Зимой мы с сестрами здесь лихо скатывались на санях с высоченной горы. В одиночку я сломя голову мчала с горы на лыжах, взбиралась наверх и снова съезжала, не ведая, что такое страх или осторожность. В теплое ириновское лето научилась ездить верхом на лошади. Вряд ли я тогда ведала, что во мне проживает такой сорвиголова. Лыжи ли, сани или верховая езда — я овладевала всем мгновенно. Мчаться на коне по полю, сшибаясь со свистящим ветром, было ни с чем не сравнимым блаженством. Чувство легкости и могущества наполняло ликованием и манило опять его испытать в скачке.
Впервые в жизни я имела здесь отдельную комнату. Днем ее заливало солнце, вечерами наводнял лунный свет.
Приволакивая из лесу срубленные ветви, я водружала их в ведро, и комната продолжала необозримый ириновский простор. Перечитывала «Войну и мир», читала Шпильгагена, Кервуда, Марлитт. Стряпала свою жизнь из лунных вечеров, ароматов, грез, из литературных ситуаций и образов. Даже ручей в лесу для меня был овеян романтикой, позаимствованной из книг, а не журчал сам по себе. В старом доме священника, где жила моя подруга Настенька, была необычная старинная библиотека. Мы выбирали сонники и книги о хиромантии. Переборов сопротивление упругих и сильных ветвей сирени, открывали небольшие оконца. Стегая по рукам, по раме, ветви врывались в комнату. Усевшись на подоконник, мы отыскивали пяти-шестилепестковые соцветия «на счастье». Я зарывалась лицом в дурман щедрых и жирных гроздьев персидской сирени. И потому, я думаю, была так поражена затем картинами Врубеля. Остолбенев, стояла против его «Сирени», безоговорочно уверовав в то, что все на свете одушевлено, все внутри имеет свои глаза, наделено способностью укорять и разговаривать.
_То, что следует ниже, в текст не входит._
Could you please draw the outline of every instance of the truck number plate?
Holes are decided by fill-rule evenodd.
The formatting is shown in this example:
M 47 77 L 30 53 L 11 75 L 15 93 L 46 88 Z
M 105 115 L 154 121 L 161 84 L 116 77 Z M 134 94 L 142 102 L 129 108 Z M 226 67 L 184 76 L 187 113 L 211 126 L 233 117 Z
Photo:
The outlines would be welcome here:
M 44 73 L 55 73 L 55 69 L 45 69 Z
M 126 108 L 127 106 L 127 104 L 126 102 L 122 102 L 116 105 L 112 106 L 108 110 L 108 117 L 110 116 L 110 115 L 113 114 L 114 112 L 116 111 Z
Сочетание городской «цивилизованной» жизни и загородного «варварства» воспитало романтическое мироощущение. И ничто этого не умаляло.
Я ходила на торфяные болота и смотрела, как брандспойты размывают коричневый торф, как его режут на кирпичи и складывают в невысокие колодцы-штабеля. При виде общего негонкого, но расторопного труда я неизменно испытывала радость.
Папой было заведено, чтобы вся семья принимала участие в субботниках, которые устраивались на стройках. Если паче чаяния сирена возвещала о торфяном пожаре, бежали его тушить даже дети.
Никаких поблажек для семьи! Сколько раз на строительствах к маме обращались начальники отделов снабжения: «Ефросинья Федоровна! Ну пусть Владислав Иосифович „с заскоком“, зайдите сами на склад, выберите себе и детям обувь, материал. Нельзя же так…» Однако это было против семейных принципов и воззрений. Во главе угла была личная честность. Родители относились к этому свято-серьезно. Мама предпочитала перешивать мне свои платья, Валечке и Реночке — мои.
Непривычно и странно было видеть маму ухаживающей за коровой, разбалтывающей в ведре отруби. Еще так недавно, на том же Андогострое, небольшой кружок умных и интеллигентных ленинградцев воспевал маму в серенадах. Теперь роль «принцессы» отошла в прошлое. Ее сменила другая — батрачки.
Я видела, как сильно изменился отец. Он надевал брезентовый плащ, сапоги и уезжал на стройку, где пропадал до ночи. Разговаривал простуженным голосом. Вечно кто-то срывал ему сон: то пришел состав с грузом, то пригнали колонну машин за торфом. Он поднимался и уходил в темень. Папа жил по законам водоворота. Я вообще не помню, чтобы он когда-нибудь был в отпуске, не помню, чтобы хоть раз весело рассмеялся. Бывший комиссар, мыслящий человек, страстный спорщик, в Ириновке он еще больше посуровел. Под глазами у него набрякли нездоровые мешки.